Anyone had this problem before or could shed any light on it? Maybe Net 7 has a newer Uncompress class?
 
Did you check the return value of Read()? Was it also 40000? There is no guarantees that the Read() call will read everything in the first pass. You are supposed to loop around as needed.
 
Seems to work without problems for me:
1694383299500.png


I was using the following code for both versions:
C#:
using System;
using System.Collections.Generic;
using System.IO;
using System.IO.Compression;
using System.Linq;

class Program
{
    IEnumerable<byte> GetBytes()
    {
        byte value = 0;
        while (true)
            yield return value++;
    }

    void WriteOutData(string filename, byte[] data)
    {
        Console.WriteLine($"Writing compressed data to {filename}...");
        using (var stream = File.OpenWrite(filename))
        using (var zip = new GZipStream(stream, CompressionLevel.Optimal, true))
            zip.Write(data, 0, data.Length);
    }

    void ValidateData(string filename, byte[] data)
    {
        Console.WriteLine($"Validating compressed data in {filename}...");
        var buffer = new byte[data.Length];
        using (var stream = File.OpenRead(filename))
        using (var zip = new GZipStream(stream, CompressionMode.Decompress, true))
        {
            int offset = 0;
            int totalRead = 0;
            while (totalRead < buffer.Length)
            {
                Console.WriteLine($"Reading into offset {offset} ...");
                int read = zip.Read(buffer, offset, buffer.Length - offset);
                totalRead += read;
                offset += read;
            }
        }

        for (int i = 0; i < data.Length; i++)
        {
            if (data[i] != buffer[i])
            {
                Console.WriteLine("Data read back in doesn't match.");
                return;
            }
        }

        Console.WriteLine("Data matches.");
    }

    void Run(string[] args)
    {
        string filename = Path.Combine(Path.GetTempPath(), "MyTestData.zip");
        var data = GetBytes().Take(40000).ToArray();

        if (args.Length >= 1 && args[0]?.ToLower() == "create")
            WriteOutData(filename, data);

        ValidateData(filename, data);
    }

    public static void Main(string[] args)
        => new Program().Run(args);
}
 
Did you check the return value of Read()? Was it also 40000? There is no guarantees that the Read() call will read everything in the first pass. You are supposed to loop around as needed.

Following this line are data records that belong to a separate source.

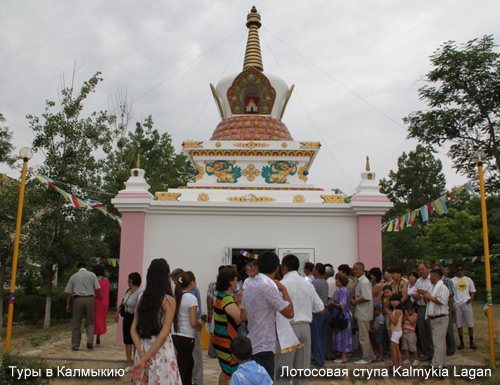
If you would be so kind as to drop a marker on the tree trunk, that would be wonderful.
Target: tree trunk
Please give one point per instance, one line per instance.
(48, 299)
(3, 268)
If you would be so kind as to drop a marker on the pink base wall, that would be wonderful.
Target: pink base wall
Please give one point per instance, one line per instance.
(370, 241)
(131, 256)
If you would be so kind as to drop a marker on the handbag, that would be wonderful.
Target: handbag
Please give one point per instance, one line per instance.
(122, 306)
(339, 322)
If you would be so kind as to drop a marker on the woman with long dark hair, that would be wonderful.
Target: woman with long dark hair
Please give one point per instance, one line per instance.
(155, 357)
(101, 305)
(227, 322)
(185, 324)
(129, 303)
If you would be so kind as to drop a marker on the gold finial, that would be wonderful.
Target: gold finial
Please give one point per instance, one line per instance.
(253, 57)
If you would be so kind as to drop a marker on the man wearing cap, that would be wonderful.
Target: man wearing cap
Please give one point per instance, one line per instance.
(465, 293)
(81, 287)
(437, 314)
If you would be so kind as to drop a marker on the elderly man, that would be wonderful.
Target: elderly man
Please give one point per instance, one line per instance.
(464, 294)
(437, 314)
(363, 311)
(423, 285)
(306, 303)
(450, 335)
(81, 287)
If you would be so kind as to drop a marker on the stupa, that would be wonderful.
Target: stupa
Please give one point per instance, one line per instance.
(250, 192)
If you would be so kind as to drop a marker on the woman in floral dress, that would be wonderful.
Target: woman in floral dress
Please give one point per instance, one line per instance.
(155, 360)
(342, 338)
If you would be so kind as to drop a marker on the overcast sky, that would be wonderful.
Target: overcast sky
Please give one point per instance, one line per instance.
(356, 66)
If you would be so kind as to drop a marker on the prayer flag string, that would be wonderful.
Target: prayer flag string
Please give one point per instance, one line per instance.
(77, 202)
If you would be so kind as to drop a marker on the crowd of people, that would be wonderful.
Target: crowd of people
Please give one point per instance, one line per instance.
(269, 316)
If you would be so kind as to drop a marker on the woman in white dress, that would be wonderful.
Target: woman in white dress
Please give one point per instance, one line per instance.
(155, 361)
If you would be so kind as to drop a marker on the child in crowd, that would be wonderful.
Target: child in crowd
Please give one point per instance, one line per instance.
(386, 301)
(395, 315)
(379, 331)
(248, 372)
(409, 340)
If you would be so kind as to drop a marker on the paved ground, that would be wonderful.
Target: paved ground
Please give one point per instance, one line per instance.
(109, 356)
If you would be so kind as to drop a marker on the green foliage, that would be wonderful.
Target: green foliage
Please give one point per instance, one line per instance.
(463, 96)
(164, 168)
(30, 279)
(403, 244)
(73, 142)
(22, 362)
(418, 180)
(456, 234)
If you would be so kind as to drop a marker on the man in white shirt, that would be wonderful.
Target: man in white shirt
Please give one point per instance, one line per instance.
(437, 314)
(81, 287)
(305, 302)
(332, 289)
(363, 311)
(464, 294)
(308, 269)
(424, 328)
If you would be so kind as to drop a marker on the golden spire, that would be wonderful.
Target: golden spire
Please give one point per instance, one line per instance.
(253, 57)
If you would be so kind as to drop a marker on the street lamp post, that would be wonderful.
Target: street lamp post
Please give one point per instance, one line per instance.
(25, 154)
(479, 158)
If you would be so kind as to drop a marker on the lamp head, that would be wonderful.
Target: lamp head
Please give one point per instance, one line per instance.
(479, 157)
(26, 153)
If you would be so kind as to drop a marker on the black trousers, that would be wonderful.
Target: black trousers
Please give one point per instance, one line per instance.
(265, 359)
(185, 360)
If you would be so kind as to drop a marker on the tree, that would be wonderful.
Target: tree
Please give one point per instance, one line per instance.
(72, 145)
(164, 168)
(463, 96)
(8, 204)
(455, 235)
(418, 180)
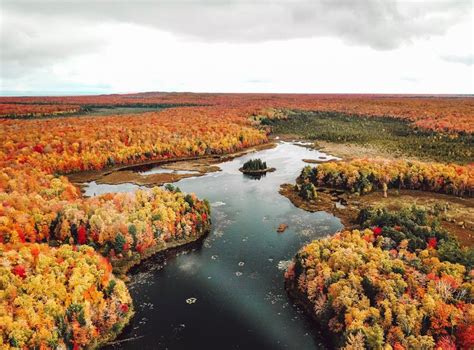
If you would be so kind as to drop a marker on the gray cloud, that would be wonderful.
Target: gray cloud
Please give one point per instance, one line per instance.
(468, 60)
(380, 24)
(37, 33)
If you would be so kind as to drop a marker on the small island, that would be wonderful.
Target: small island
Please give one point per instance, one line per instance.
(255, 167)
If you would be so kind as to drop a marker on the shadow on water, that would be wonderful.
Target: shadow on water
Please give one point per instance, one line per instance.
(226, 291)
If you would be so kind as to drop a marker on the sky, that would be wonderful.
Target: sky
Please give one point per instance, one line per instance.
(69, 47)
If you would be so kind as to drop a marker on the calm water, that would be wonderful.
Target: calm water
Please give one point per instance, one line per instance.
(228, 292)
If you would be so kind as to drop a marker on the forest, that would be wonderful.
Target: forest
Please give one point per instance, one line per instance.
(393, 280)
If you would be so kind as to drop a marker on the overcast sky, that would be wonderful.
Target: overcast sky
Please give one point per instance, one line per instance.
(364, 46)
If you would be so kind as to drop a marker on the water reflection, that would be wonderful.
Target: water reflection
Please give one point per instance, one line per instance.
(228, 293)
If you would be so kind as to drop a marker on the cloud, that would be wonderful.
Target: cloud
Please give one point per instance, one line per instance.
(468, 60)
(30, 43)
(379, 24)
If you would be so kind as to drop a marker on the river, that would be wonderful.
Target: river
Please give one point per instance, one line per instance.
(228, 292)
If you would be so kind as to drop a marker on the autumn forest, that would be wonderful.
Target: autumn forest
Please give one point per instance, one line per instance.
(395, 171)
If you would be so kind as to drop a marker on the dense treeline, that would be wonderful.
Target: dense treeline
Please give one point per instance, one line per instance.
(60, 297)
(396, 284)
(387, 134)
(254, 165)
(436, 113)
(366, 175)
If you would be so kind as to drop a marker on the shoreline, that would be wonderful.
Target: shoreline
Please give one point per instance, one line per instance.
(198, 166)
(455, 220)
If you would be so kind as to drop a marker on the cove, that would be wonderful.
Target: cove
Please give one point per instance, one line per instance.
(227, 292)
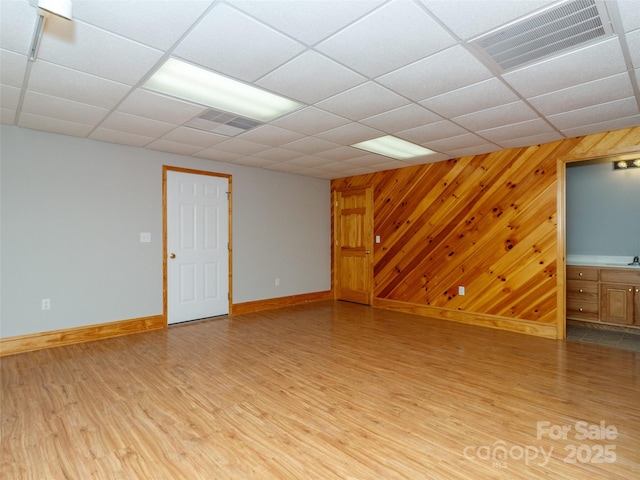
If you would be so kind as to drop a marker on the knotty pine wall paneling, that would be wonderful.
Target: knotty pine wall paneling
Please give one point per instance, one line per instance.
(486, 222)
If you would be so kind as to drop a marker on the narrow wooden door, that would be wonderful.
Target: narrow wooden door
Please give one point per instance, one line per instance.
(617, 304)
(197, 246)
(353, 245)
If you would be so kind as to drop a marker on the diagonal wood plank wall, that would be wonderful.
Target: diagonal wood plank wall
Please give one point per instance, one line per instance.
(488, 222)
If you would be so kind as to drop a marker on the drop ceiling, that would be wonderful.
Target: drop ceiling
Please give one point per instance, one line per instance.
(362, 69)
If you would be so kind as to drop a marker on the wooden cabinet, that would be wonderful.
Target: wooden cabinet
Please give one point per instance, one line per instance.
(583, 301)
(620, 296)
(608, 295)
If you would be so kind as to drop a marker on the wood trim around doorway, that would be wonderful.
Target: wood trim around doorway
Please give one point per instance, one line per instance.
(165, 169)
(593, 156)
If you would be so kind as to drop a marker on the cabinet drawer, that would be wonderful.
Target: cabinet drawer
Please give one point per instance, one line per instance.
(620, 275)
(583, 290)
(582, 309)
(575, 272)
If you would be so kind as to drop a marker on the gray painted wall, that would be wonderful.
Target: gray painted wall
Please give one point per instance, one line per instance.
(72, 211)
(603, 210)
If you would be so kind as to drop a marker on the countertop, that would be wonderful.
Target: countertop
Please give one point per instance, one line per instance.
(602, 261)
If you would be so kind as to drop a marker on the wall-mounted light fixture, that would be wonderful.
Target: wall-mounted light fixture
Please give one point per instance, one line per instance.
(626, 164)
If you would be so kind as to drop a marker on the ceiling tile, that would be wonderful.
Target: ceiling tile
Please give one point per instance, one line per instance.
(80, 87)
(399, 33)
(310, 145)
(92, 50)
(7, 116)
(124, 138)
(371, 161)
(310, 121)
(446, 145)
(596, 114)
(254, 162)
(436, 157)
(363, 101)
(193, 136)
(432, 132)
(569, 69)
(240, 46)
(494, 117)
(473, 98)
(53, 125)
(439, 73)
(469, 18)
(633, 43)
(270, 135)
(616, 124)
(527, 141)
(241, 147)
(285, 167)
(475, 150)
(309, 161)
(308, 22)
(277, 154)
(628, 13)
(298, 79)
(158, 107)
(17, 23)
(581, 96)
(158, 25)
(13, 68)
(54, 107)
(343, 153)
(518, 130)
(218, 155)
(137, 125)
(402, 118)
(350, 134)
(9, 97)
(179, 148)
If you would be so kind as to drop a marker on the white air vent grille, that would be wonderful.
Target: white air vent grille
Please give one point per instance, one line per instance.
(550, 32)
(223, 123)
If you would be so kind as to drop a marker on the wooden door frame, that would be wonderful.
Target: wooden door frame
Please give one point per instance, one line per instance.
(609, 155)
(334, 239)
(165, 286)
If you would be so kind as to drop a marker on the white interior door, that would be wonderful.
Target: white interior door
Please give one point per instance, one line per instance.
(197, 246)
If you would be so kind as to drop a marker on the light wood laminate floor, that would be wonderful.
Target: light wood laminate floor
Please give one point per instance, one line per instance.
(329, 390)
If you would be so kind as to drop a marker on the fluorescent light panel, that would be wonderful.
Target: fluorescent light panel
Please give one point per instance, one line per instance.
(195, 84)
(393, 147)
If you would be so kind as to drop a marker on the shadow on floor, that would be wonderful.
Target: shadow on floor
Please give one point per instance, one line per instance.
(600, 336)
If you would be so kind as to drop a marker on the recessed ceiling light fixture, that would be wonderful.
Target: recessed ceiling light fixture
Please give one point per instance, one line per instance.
(624, 164)
(393, 147)
(189, 82)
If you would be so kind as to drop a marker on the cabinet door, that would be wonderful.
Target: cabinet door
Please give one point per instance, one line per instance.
(637, 305)
(617, 303)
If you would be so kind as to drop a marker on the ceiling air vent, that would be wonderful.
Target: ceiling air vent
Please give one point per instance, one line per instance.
(546, 33)
(222, 123)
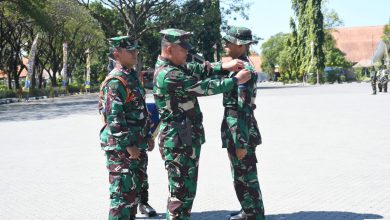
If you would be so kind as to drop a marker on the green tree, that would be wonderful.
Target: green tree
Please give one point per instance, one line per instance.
(310, 35)
(270, 52)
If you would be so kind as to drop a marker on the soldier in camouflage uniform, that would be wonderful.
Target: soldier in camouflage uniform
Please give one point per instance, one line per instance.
(383, 76)
(176, 87)
(239, 131)
(125, 134)
(373, 77)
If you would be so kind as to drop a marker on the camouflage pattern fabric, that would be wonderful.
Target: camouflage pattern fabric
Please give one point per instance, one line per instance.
(240, 130)
(126, 124)
(246, 183)
(123, 184)
(383, 80)
(176, 89)
(373, 80)
(143, 177)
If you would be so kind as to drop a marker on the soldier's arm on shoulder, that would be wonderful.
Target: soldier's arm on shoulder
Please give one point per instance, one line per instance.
(205, 69)
(211, 86)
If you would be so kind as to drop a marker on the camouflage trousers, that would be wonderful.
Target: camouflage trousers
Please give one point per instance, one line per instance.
(382, 85)
(246, 183)
(143, 177)
(124, 185)
(182, 167)
(373, 85)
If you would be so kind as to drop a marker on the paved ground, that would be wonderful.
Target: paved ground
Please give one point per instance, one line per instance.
(325, 156)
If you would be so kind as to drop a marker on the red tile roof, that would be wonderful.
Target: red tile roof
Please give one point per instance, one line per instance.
(358, 43)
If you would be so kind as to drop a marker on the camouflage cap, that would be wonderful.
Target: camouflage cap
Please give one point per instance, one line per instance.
(239, 36)
(123, 42)
(177, 36)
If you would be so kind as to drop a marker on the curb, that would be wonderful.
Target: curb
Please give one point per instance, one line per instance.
(15, 100)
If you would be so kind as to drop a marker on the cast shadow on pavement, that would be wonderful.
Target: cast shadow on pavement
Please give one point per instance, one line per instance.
(304, 215)
(323, 215)
(280, 87)
(46, 110)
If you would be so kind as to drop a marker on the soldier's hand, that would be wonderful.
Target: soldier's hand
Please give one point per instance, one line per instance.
(243, 76)
(233, 65)
(150, 144)
(134, 152)
(241, 153)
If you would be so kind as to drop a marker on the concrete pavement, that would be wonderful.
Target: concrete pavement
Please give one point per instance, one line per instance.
(325, 155)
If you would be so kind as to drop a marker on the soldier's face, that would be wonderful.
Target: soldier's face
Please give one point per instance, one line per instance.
(233, 50)
(178, 54)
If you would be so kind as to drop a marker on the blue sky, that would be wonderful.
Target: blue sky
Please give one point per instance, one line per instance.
(269, 17)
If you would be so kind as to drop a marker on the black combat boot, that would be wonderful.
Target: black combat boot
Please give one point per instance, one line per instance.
(240, 216)
(146, 209)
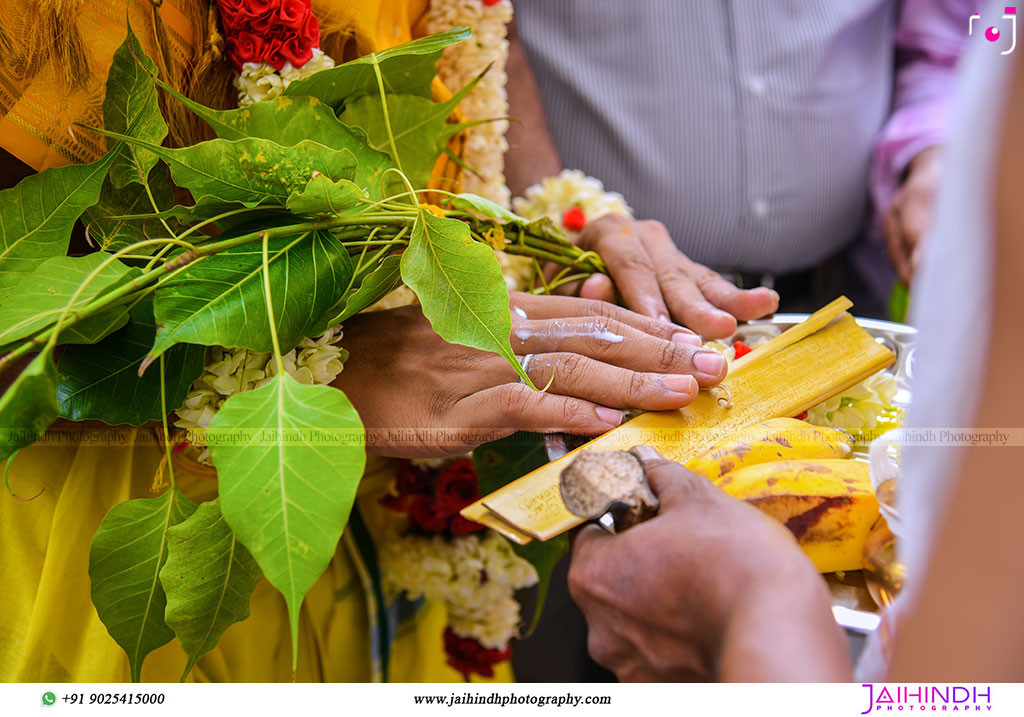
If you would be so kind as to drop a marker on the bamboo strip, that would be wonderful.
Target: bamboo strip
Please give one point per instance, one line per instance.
(783, 382)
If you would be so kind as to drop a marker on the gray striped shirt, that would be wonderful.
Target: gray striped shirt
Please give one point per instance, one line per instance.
(747, 126)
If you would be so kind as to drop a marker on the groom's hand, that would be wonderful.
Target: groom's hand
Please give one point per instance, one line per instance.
(656, 280)
(710, 588)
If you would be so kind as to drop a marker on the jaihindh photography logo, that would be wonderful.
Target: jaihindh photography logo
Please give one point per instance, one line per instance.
(949, 698)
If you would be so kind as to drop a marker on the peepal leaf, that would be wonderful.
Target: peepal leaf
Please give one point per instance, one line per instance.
(289, 121)
(252, 170)
(325, 197)
(114, 222)
(220, 300)
(130, 108)
(460, 286)
(420, 128)
(209, 578)
(102, 382)
(28, 407)
(39, 299)
(499, 463)
(406, 69)
(378, 284)
(289, 458)
(127, 553)
(38, 214)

No I have not been checking the return value. It was 32802, but with Net Framework it was 40000.

So, now I'll have to experiment to see if I need to do multiple passes, or if there is some reason why it is not reading all 40000 bytes in Net 7.
I'll probably do a separate test using your code.
 
On further investigation, I notice that there is a method zs.ReadExactly
I tried that and lo and behold it now works and gets the same result. There is no return value to ReadExactly either.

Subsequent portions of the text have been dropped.